To summarize, both the ANMs and doctors saw no added value from the UHC HIS, as it was
introduced as “yet another system” without integration with and rationalization of existing
systems and processes. This added significantly to existing workload without adding value in
terms of strengthening care processes, such as of continuity of care. Infrastructural
constraints of electricity, internet and paper were significant, and the demands of the UHC
HIS could not be adequately addressed.
The information architecture problematic of CRVS
CRVS concerns the registration of vital events like births and deaths, and the generation of
vital statistics from these individual records. CRVS is based on four interrelated informational
functions: recording of the vital event; notification of the same to the relevant authority; the
legal registration of the event; and, the generation of vital statistics. An effective CRVS
information system should in particular help in strengthening mortality reporting (maternal,
neonatal, and infant) disaggregated by age, sex, social group and geography . These are
key measures of health systems outcomes and also the health related SDGs. Despite the
fundamental importance of mortality reporting, yet for most LMICs, this data is very weak
with limited mechanisms for data capture, with many gaps such as in reporting from
hospitals as well as for deaths at home, and ICD (International Classification of Diseases)
coding remains weak.
Building robust CRVS HIS requires multi-sectorial coordination mechanisms across
departments of health, civil registration, statistical offices, and the community. In many
nations, the health department is legally mandated to function as the civil registration
authority, hence necessitating coordination between different ministries. Another key
challenge is bringing about legal and regulatory changes needed to link CRVS improvements
with national identity management systems and the use of new ICTs such as mobiles for
registration and notification of an event.

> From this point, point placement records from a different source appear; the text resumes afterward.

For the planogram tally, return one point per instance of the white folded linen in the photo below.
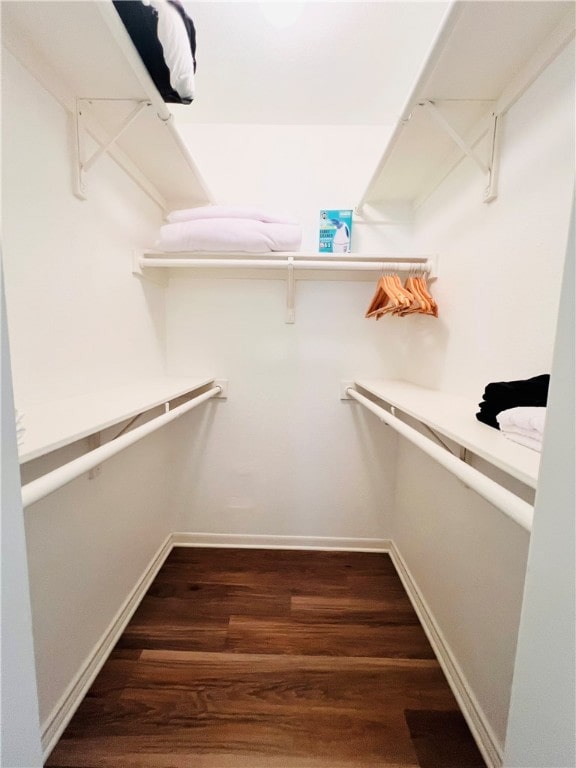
(175, 48)
(523, 420)
(228, 212)
(524, 425)
(228, 235)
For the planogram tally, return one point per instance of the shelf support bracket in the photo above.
(290, 293)
(491, 191)
(84, 164)
(441, 120)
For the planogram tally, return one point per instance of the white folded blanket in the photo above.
(229, 235)
(524, 425)
(228, 212)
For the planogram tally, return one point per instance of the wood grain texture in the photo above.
(284, 659)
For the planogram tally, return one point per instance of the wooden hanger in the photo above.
(423, 289)
(399, 299)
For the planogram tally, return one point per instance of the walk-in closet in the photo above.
(342, 472)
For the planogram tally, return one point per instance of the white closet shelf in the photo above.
(453, 417)
(82, 51)
(52, 425)
(281, 260)
(485, 55)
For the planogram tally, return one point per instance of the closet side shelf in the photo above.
(453, 416)
(55, 424)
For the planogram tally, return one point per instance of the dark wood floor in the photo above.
(270, 659)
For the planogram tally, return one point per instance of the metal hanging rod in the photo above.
(504, 500)
(52, 481)
(282, 261)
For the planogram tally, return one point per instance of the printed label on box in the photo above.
(335, 231)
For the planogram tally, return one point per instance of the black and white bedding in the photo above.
(165, 38)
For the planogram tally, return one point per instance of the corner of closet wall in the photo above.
(78, 319)
(500, 266)
(285, 456)
(501, 262)
(79, 322)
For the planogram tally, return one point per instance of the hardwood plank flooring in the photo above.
(270, 659)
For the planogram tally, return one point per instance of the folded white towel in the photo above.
(524, 425)
(227, 235)
(228, 212)
(524, 420)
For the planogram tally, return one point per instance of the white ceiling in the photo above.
(339, 63)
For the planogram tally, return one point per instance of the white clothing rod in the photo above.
(50, 482)
(506, 501)
(373, 266)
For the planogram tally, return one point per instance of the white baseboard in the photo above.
(487, 742)
(257, 541)
(62, 713)
(70, 700)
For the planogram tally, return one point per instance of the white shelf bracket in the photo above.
(454, 135)
(491, 191)
(290, 293)
(94, 441)
(83, 163)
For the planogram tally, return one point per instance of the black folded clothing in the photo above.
(502, 395)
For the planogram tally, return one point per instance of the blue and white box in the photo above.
(335, 231)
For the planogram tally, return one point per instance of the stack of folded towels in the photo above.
(517, 408)
(220, 228)
(524, 425)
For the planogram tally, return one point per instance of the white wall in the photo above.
(543, 708)
(501, 263)
(498, 292)
(78, 320)
(284, 456)
(20, 734)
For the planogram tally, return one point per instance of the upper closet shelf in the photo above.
(83, 55)
(52, 425)
(454, 417)
(484, 57)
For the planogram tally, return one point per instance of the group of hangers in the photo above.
(393, 298)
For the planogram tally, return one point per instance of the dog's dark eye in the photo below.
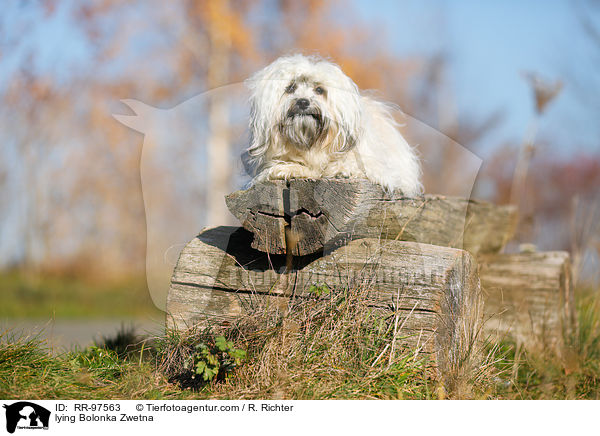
(291, 88)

Securing cooperation from the communities is crucial for improved recording and
notification of vital events, but is often difficult to establish as this will involve reaching out
to community leaders, funeral authorities, religious leaders, grassroots organisations, and
others. Building these linkages is as much a technical challenge as it is institutional. For
example, improving death registration requires the establishment of clear standard
operating procedures for certification with cause of death in different contexts – the home,
the hospital, where the doctor is available or not - and how this data is coded, shared,
analysed and presented while maintaining confidentiality. And there needs to be clear
strategies on how to trace and list unrecorded deaths. This requires widespread training of
doctors in PHC facilities on medical certification of death based on ICDs, including situations
where cause of death has to be defined retrospectively. ICT support is required across
functions (recording, notification, registration, generating of statistics), across levels (from
community to national level), and to facilitate interoperability across sectors.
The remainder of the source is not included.